06 Sep Rendering: Crafting an Experience
“People hire me for my imagination,” explains Craig Wickersham.
The Scottsdale, Arizona-based architect designed his first home when he was only a teenager. His family lived in Santa Cruz, California, and his father was building a new house. The whole operation caught Wickersham’s attention, and he began accumulating the tools — draft tables, T-squares, triangles, and so on. Wickersham’s high school vice principal, who’d studied architecture, mentored the 13-year-old boy and taught him how to design a house. “I just started drawing,” Wickersham says. “You know, floor plans and elevations, and the mechanical plans and the plumbing plans. We worked on every document. And then we went down to the city and got a building permit.”

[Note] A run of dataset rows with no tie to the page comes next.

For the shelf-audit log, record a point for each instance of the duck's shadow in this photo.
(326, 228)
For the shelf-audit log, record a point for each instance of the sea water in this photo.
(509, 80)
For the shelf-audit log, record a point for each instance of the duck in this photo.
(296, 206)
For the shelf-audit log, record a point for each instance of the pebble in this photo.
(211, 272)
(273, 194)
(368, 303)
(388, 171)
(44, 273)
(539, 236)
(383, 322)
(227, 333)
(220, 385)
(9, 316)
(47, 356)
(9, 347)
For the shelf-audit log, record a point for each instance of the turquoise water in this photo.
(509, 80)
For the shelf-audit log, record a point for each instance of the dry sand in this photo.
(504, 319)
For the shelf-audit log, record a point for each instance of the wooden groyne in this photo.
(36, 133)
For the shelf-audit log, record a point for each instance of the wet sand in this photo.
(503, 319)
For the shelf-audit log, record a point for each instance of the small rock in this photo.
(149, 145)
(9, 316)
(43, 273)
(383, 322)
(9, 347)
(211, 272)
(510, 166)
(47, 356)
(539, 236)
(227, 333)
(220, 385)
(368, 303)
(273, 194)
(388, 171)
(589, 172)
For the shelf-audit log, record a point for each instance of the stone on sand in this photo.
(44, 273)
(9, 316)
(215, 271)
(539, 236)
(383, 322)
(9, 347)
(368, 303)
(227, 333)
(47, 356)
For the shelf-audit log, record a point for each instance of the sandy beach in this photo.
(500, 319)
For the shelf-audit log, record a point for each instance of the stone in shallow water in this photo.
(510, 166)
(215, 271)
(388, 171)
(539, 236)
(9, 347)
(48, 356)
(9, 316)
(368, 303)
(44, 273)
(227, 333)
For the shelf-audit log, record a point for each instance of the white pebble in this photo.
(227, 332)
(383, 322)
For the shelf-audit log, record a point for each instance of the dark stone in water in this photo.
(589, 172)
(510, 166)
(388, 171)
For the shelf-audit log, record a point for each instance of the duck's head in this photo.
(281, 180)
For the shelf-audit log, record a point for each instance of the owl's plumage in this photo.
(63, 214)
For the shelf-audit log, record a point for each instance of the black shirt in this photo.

One of his father’s friends was a developer and offered to build the house, so by age 14, Wickersham’s first architectural design became real. From that point forward, he was the kid who was given Frank Lloyd Wright books for presents, and he spent his time immersed in architecture.
At 17, he managed to get an appointment with Olgivanna Lloyd Wright at Taliesin West. Wright’s widow, who ran Taliesin after his death in 1959, accepted the teenager into the institute before their conversation had ended. “Apparently, it wasn’t very common,” Wickersham says of the on-the-spot acceptance. “Keep in mind, I didn’t have very much education or experience in architecture, so most of the time, I was kept in the studio.”
Wickersham left Taliesin a few years later in 1985 when Olgivanna died, but by then, he’d developed deep connections to Scottsdale. He got his architecture license and worked for 19 years at Swaback Partners. His brother-in-law, Mark Philp of Allen + Philp Partners, also brought Wickersham on to various projects. All these firms had a profound influence on Scottsdale’s architecture, from resorts and public buildings to houses.
Over the years, Wickersham says his practice has gotten smaller, and his firm now operates with three other employees. “I work as a freelancer for whatever king hires me,” Wickersham says. “My practice is about accumulating high-level performers who work more or less as I do. I have eight or 10 consultants that I’m working with every day, which gives you more freedom than when you have 30 employees. I don’t mean this in a derogatory way, but there’s so much babysitting, so they’re not as highly productive or as light. The bigger they are, the more cumbersome it is, so I’ve watched my colleagues struggle, and I’ve kind of avoided that.”
Wickersham doesn’t just create houses. He designs furniture and lighting and will even scout galleries and buy art for his clients. He plans the pools, landscaping, and hardscaping, and he works with an installer who sources dramatic cacti and boulders. “I’m not just drawing a floor plan and elevations,” he says. “I’m listening to the client and giving them a true custom approach, which is very holistic. I’m designing an entire experience.”
As an architect, he’s been part of the dramatic expansion of Scottsdale. “When I left Taliesin, there was nothing above Shea Boulevard,” he says, referring to a major east-west thoroughfare that’s been developed as construction marches north.
Wickersham gives his clients questionnaires that dig into what they want, adding their imagination to his. But his favorite clients turn him loose. These designs are modern and at one with their environment, particularly when they are located in the Arizona desert.
“In my opinion, the best architects in the U.S. today practice here in Arizona,” he says. “There’s an interesting dynamic between people of extreme wealth and the desert. Some people go to Florida, some people go to Southern California, but there’s a huge population of people here in Arizona who love the environment.”
Wickersham himself is inspired by the sculptural quality of the desert, the cacti, the boulders, and the uninterrupted, sweeping vistas to the mountains. Any design has to start with incorporating these views.
If he has signature materials, they’re earthy and local: copper, stone, stucco. He tries to use an Arizona glass manufacturer, but steel has to be imported.
Asked about his relationship with sustainability, he replies, “At the AIA, there’s a lot of this sustainability pressure, but in reality, it’s bunk. You build a 30- or 60-story building and call that sustainable? To me, sustainability is using local materials. America started off as fully sustainable, right? You built a log cabin from a tree on the property and from mud from a river. Now because of technological advances, we have materials coming from all over the world. You could go and build a house the way Frank Lloyd Wright did in the desert in the 1930s, where almost everything came from the site — the sand in the concrete; the stones in the walls; everything but the wood.”
He views the seemingly unstoppable spread of building as inevitable. “We have a population that’s exploding. When we’re looking at architecture, it’s the single largest energy use and component in our society — there’s an AIA study that’s readily available. So architecture has to be more and more energy efficient.
In the meantime, he’s happiest designing every aspect of a house, outside and inside. That’s what custom means to him: something completely original and geared to the client’s unique wants and needs, down to the smallest detail.